Il mondo attraversa una fase di crisi sistemiche. L'aggettivo non indica una crisi del sistema nel suo insieme, ma una proprietà delle crisi in corso: sono collegate da relazioni di causa ed effetto che corrono in più direzioni, così che ognuna alimenta le altre. In termini di analisi dei sistemi, sono legate da anelli di retroazione: il peggioramento di una variabile peggiora le altre, e queste a loro volta ritornano sulla prima.
Un esempio recente lo illustra. Sale il prezzo dell'energia. I fertilizzanti si producono dal gas naturale, con processi ad alta intensità energetica, quindi sale il loro prezzo. Salgono allora i prezzi del cibo. E da lì crescono l'insicurezza alimentare e l'instabilità economica e politica dei paesi importatori. È la catena osservata nel 2022 e di nuovo nel 2026: una nuova crisi energetica, che la IEA definisce la seconda su scala mondiale in cinque anni, si sta trasmettendo ai prezzi dei fertilizzanti e del cibo, come registrano le proiezioni del rapporto SOFI 2026. La catena funziona anche al contrario: una siccità riduce i raccolti, e riduce inoltre la produzione idroelettrica e il raffreddamento delle centrali termiche, cioè l'offerta di energia.

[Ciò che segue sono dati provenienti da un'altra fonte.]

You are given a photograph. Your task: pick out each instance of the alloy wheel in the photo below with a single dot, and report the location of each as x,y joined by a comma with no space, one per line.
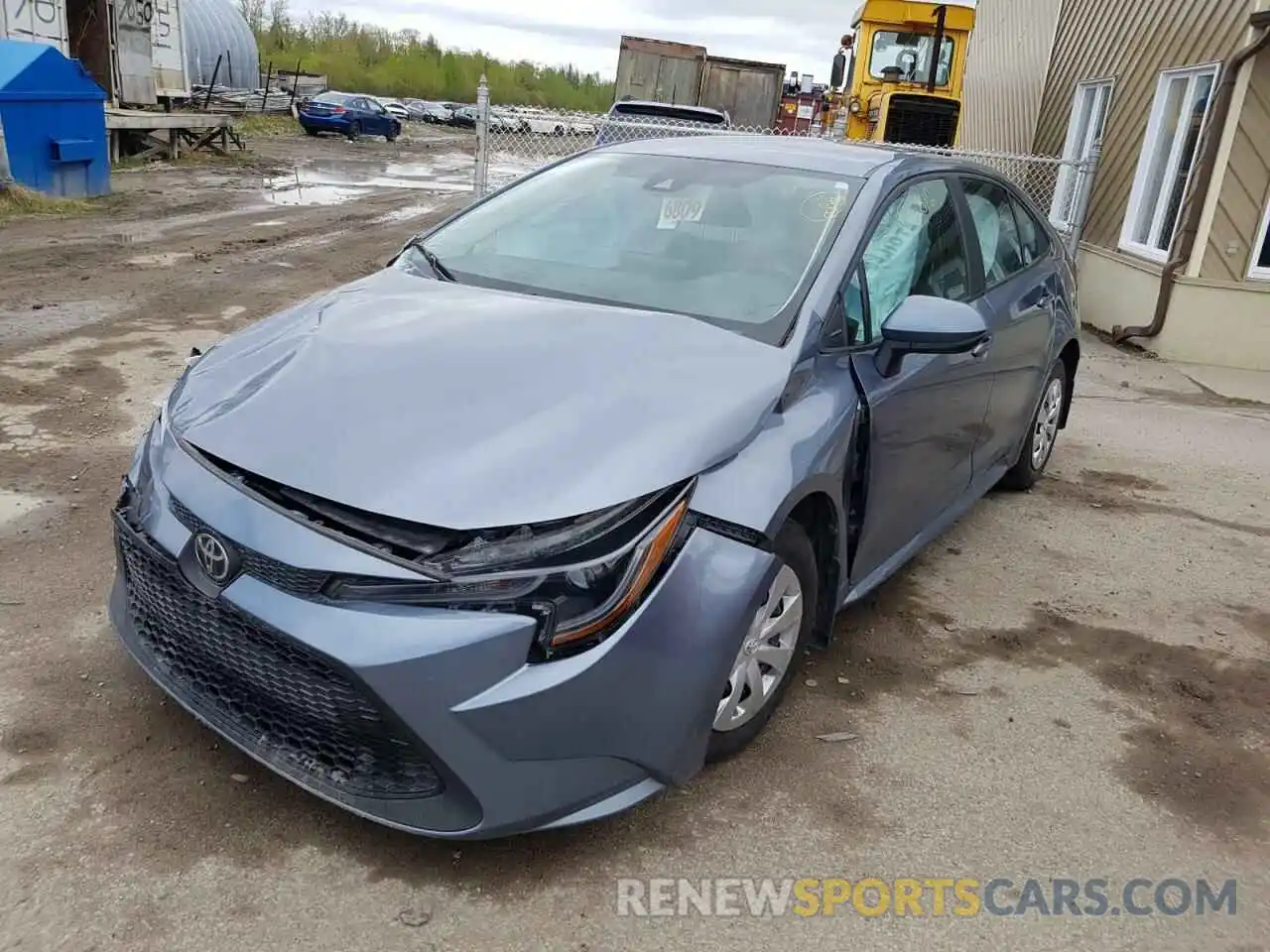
1047,422
766,653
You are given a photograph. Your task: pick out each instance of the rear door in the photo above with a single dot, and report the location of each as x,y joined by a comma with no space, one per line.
926,419
1020,286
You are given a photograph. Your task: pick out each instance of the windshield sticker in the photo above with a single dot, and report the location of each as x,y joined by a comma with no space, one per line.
679,209
822,206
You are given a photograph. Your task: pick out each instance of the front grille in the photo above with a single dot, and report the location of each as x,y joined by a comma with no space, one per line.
262,688
921,121
305,583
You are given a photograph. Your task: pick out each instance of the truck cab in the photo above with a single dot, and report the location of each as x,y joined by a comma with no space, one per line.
907,64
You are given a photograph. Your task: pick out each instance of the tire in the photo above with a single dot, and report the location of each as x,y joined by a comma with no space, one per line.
1042,433
735,722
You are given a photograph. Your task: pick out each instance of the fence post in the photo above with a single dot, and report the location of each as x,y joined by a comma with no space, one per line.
1083,193
481,137
5,172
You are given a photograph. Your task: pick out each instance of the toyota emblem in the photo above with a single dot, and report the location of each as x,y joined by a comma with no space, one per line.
212,557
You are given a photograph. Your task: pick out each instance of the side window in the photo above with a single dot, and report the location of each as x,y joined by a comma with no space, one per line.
915,249
1033,236
855,312
997,231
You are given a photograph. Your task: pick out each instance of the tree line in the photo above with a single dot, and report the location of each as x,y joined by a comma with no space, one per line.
366,59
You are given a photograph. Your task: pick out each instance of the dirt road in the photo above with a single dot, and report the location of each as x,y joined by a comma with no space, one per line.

La conseguenza pratica è che le crisi non si possono affrontare una alla volta come se fossero indipendenti. Occorre capire la struttura delle relazioni: quali variabili muovono le altre e quali si limitano a seguirle.
2 · La radice
Non tutte allo stesso livello.
Tra le crisi in corso, tre occupano una posizione diversa dalle altre: quella idrica, quella alimentare e quella energetica. Acqua, cibo ed energia sono le precondizioni fisiche della vita e di ogni attività produttiva; sono grandezze misurabili in metri cubi, calorie e chilowattora; e sono legate tra loro da rapporti quantificati.
- L'agricoltura assorbe circa il 70% dei prelievi mondiali di acqua dolce (FAO, AQUASTAT). Senza acqua non si produce cibo.
- I sistemi alimentari consumano circa il 30% dell'energia finale mondiale, tra produzione, trasformazione, trasporto e conservazione (FAO, 2011). Senza energia non si produce e non si distribuisce cibo.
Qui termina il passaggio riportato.